Although we now have the results we need, this format makes it hard to identify the hours with the highest values. Let's finish by sorting the dataframe and printing the five highest values.

In [90]:
sorted_dataframe = ask_posts_by_hour_final.sort_values(by=['avg_comm_per_hour'], ascending=False)
sorted_dataframe.loc['total'] = sorted_dataframe.sum()
sorted_dataframe

Unnamed: 0_level_0,title,num_comments,avg_comm_per_hour
hours,Unnamed: 1_level_1,Unnamed: 2_level_1,Unnamed: 3_level_1
15,467.0,18525.0,39.668094
13,324.0,7227.0,22.305556
12,274.0,4234.0,15.452555
10,219.0,3013.0,13.757991
17,404.0,5547.0,13.730198
2,227.0,2996.0,13.198238
14,377.0,4970.0,13.183024
4,185.0,2358.0,12.745946
8,190.0,2362.0,12.431579
22,286.0,3369.0,11.77972


### Conclusion

In this project, we analyzed ask posts and show posts to determine which type of post and time receive the most comments on average. Based on our analysis, to maximize the amount of comments a post receives, we'd recommend the post be categorized as ask post and created between 15:00 and 16:00.

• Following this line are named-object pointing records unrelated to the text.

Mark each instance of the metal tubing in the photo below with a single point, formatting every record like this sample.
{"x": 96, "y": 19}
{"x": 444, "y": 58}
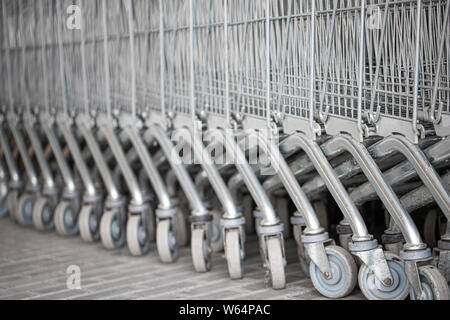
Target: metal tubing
{"x": 250, "y": 179}
{"x": 437, "y": 153}
{"x": 100, "y": 162}
{"x": 423, "y": 168}
{"x": 155, "y": 178}
{"x": 62, "y": 163}
{"x": 29, "y": 168}
{"x": 214, "y": 177}
{"x": 79, "y": 161}
{"x": 130, "y": 178}
{"x": 421, "y": 196}
{"x": 49, "y": 181}
{"x": 12, "y": 167}
{"x": 337, "y": 190}
{"x": 179, "y": 169}
{"x": 388, "y": 197}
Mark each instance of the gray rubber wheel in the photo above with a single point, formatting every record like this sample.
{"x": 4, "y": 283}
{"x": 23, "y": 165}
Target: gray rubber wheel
{"x": 89, "y": 224}
{"x": 247, "y": 203}
{"x": 201, "y": 253}
{"x": 434, "y": 285}
{"x": 3, "y": 201}
{"x": 166, "y": 241}
{"x": 281, "y": 207}
{"x": 182, "y": 234}
{"x": 112, "y": 230}
{"x": 373, "y": 289}
{"x": 43, "y": 215}
{"x": 66, "y": 222}
{"x": 24, "y": 212}
{"x": 234, "y": 254}
{"x": 276, "y": 263}
{"x": 12, "y": 204}
{"x": 217, "y": 234}
{"x": 321, "y": 210}
{"x": 138, "y": 240}
{"x": 343, "y": 274}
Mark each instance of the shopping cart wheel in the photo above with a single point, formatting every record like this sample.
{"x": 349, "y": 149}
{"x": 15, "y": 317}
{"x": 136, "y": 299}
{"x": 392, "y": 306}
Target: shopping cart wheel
{"x": 433, "y": 228}
{"x": 303, "y": 259}
{"x": 247, "y": 203}
{"x": 3, "y": 200}
{"x": 24, "y": 213}
{"x": 138, "y": 240}
{"x": 201, "y": 252}
{"x": 12, "y": 203}
{"x": 166, "y": 241}
{"x": 276, "y": 263}
{"x": 343, "y": 276}
{"x": 182, "y": 234}
{"x": 234, "y": 253}
{"x": 216, "y": 235}
{"x": 434, "y": 285}
{"x": 65, "y": 219}
{"x": 112, "y": 229}
{"x": 374, "y": 289}
{"x": 43, "y": 215}
{"x": 89, "y": 224}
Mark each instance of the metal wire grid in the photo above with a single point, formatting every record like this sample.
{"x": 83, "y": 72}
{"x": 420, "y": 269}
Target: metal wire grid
{"x": 209, "y": 56}
{"x": 148, "y": 65}
{"x": 177, "y": 63}
{"x": 394, "y": 92}
{"x": 247, "y": 57}
{"x": 336, "y": 52}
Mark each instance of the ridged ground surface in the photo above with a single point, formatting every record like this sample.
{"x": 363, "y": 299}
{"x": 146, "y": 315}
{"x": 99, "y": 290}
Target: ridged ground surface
{"x": 33, "y": 266}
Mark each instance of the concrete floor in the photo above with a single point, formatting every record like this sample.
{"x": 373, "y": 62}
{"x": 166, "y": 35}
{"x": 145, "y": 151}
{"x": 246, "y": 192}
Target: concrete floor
{"x": 33, "y": 265}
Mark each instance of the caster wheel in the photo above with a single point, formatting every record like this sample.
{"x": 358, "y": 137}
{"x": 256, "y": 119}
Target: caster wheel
{"x": 112, "y": 230}
{"x": 247, "y": 203}
{"x": 373, "y": 289}
{"x": 322, "y": 213}
{"x": 201, "y": 253}
{"x": 304, "y": 265}
{"x": 89, "y": 224}
{"x": 166, "y": 241}
{"x": 303, "y": 259}
{"x": 65, "y": 219}
{"x": 3, "y": 201}
{"x": 216, "y": 234}
{"x": 434, "y": 285}
{"x": 281, "y": 207}
{"x": 12, "y": 200}
{"x": 138, "y": 240}
{"x": 42, "y": 215}
{"x": 343, "y": 276}
{"x": 182, "y": 234}
{"x": 234, "y": 254}
{"x": 24, "y": 213}
{"x": 276, "y": 263}
{"x": 433, "y": 228}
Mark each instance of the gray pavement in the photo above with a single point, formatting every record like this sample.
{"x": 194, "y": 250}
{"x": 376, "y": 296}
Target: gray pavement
{"x": 34, "y": 265}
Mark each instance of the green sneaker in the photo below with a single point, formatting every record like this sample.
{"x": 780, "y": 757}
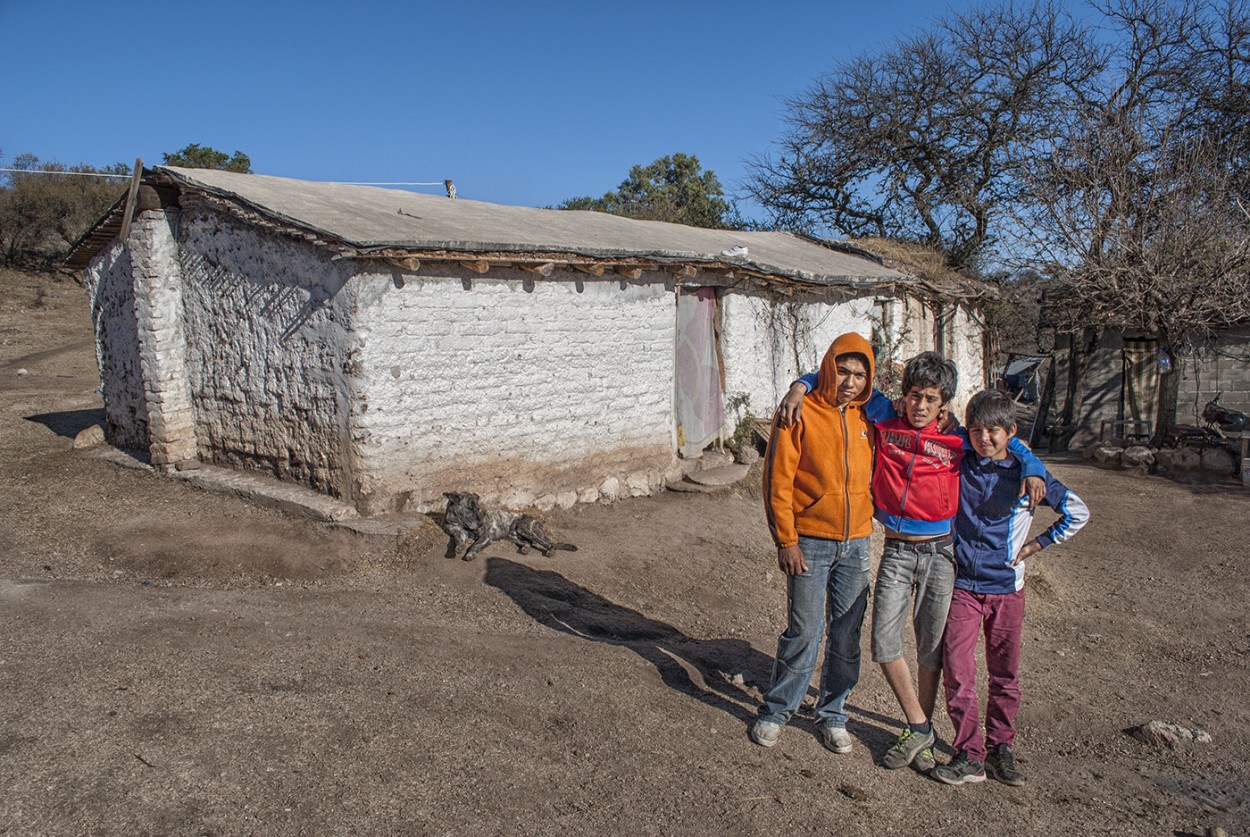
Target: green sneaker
{"x": 960, "y": 771}
{"x": 1000, "y": 763}
{"x": 908, "y": 747}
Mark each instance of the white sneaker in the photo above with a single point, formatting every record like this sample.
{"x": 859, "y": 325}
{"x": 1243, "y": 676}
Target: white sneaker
{"x": 765, "y": 733}
{"x": 835, "y": 738}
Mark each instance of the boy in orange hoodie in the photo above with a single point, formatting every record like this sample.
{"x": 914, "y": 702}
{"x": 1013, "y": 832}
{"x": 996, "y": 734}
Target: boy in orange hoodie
{"x": 819, "y": 509}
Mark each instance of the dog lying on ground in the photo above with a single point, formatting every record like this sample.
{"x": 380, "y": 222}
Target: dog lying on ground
{"x": 468, "y": 522}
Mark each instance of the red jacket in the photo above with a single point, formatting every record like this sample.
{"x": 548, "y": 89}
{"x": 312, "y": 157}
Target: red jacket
{"x": 915, "y": 479}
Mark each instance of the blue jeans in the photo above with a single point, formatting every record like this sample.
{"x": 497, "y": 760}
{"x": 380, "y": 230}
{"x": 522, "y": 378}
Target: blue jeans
{"x": 830, "y": 597}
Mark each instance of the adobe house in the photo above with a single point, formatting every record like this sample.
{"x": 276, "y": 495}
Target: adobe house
{"x": 384, "y": 346}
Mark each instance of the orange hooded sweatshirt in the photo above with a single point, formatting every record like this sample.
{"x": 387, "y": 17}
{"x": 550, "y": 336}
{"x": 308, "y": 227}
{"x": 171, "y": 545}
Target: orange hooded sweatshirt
{"x": 816, "y": 472}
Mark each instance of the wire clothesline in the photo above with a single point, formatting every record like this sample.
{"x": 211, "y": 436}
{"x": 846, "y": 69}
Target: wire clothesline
{"x": 343, "y": 183}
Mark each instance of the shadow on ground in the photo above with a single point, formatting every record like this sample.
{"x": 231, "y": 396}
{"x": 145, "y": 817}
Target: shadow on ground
{"x": 556, "y": 602}
{"x": 69, "y": 424}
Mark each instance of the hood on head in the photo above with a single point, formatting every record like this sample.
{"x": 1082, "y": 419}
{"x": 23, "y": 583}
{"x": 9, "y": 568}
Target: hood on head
{"x": 826, "y": 380}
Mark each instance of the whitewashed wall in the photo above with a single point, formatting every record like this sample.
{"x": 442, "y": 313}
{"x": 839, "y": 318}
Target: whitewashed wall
{"x": 761, "y": 336}
{"x": 965, "y": 345}
{"x": 526, "y": 391}
{"x": 913, "y": 329}
{"x": 269, "y": 351}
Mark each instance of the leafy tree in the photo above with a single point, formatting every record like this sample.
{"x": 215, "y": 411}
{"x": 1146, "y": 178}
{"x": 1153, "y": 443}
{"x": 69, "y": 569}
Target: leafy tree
{"x": 204, "y": 156}
{"x": 45, "y": 206}
{"x": 671, "y": 189}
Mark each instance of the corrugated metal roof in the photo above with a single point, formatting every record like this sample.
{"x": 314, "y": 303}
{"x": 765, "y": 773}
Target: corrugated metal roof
{"x": 368, "y": 219}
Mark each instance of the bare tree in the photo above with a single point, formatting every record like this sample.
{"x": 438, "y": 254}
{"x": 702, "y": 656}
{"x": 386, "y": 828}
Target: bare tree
{"x": 1140, "y": 208}
{"x": 923, "y": 141}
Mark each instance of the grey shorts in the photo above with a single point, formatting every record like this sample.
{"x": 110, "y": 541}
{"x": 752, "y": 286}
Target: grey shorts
{"x": 925, "y": 570}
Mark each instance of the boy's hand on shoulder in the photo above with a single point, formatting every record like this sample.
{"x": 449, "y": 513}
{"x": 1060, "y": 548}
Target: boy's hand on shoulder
{"x": 791, "y": 405}
{"x": 791, "y": 561}
{"x": 1028, "y": 551}
{"x": 1035, "y": 489}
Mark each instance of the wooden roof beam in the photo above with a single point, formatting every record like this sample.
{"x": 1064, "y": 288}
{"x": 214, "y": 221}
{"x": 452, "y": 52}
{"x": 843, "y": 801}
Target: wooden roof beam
{"x": 543, "y": 270}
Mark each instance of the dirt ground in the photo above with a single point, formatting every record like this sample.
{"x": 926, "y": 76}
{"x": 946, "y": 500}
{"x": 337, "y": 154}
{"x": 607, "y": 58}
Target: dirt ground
{"x": 181, "y": 662}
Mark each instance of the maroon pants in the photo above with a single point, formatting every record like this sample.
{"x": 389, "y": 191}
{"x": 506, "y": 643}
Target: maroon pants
{"x": 1001, "y": 619}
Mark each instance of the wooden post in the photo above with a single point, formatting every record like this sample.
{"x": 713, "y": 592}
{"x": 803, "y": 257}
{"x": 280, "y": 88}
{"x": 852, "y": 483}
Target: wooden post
{"x": 130, "y": 198}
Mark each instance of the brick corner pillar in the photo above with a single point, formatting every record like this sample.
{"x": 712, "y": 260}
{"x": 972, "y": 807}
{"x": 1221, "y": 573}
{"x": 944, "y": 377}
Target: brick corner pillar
{"x": 158, "y": 276}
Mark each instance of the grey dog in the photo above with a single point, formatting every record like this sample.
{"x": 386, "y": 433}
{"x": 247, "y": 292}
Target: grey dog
{"x": 468, "y": 522}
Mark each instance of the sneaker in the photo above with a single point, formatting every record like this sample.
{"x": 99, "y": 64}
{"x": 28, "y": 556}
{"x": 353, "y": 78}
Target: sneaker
{"x": 835, "y": 738}
{"x": 765, "y": 733}
{"x": 908, "y": 747}
{"x": 1000, "y": 763}
{"x": 960, "y": 771}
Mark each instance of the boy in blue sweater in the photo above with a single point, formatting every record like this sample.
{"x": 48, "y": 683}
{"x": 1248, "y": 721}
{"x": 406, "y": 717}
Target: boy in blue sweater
{"x": 991, "y": 544}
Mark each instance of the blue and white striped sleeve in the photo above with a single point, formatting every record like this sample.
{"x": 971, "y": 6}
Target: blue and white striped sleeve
{"x": 1073, "y": 514}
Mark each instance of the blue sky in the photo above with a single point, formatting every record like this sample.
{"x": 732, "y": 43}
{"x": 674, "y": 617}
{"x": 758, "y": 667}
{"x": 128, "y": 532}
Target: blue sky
{"x": 519, "y": 103}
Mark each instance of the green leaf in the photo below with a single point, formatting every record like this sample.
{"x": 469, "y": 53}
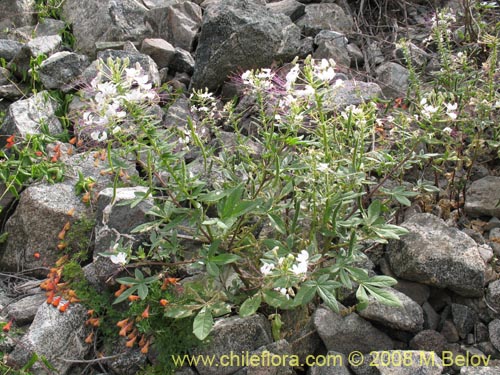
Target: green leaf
{"x": 328, "y": 298}
{"x": 250, "y": 306}
{"x": 203, "y": 323}
{"x": 125, "y": 294}
{"x": 225, "y": 259}
{"x": 277, "y": 223}
{"x": 305, "y": 294}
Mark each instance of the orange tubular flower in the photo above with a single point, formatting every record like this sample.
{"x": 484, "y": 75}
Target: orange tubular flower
{"x": 118, "y": 293}
{"x": 89, "y": 338}
{"x": 10, "y": 141}
{"x": 64, "y": 307}
{"x": 130, "y": 343}
{"x": 145, "y": 348}
{"x": 8, "y": 326}
{"x": 145, "y": 313}
{"x": 56, "y": 301}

However, it should be noted that the data set we analyzed excluded posts without any comments. Given that, it's more accurate to say that of the posts that received comments, ask posts received more comments on average and ask posts created between 15:00 and 16:00 (3:00 pm est - 4:00 pm est) received the most comments on average.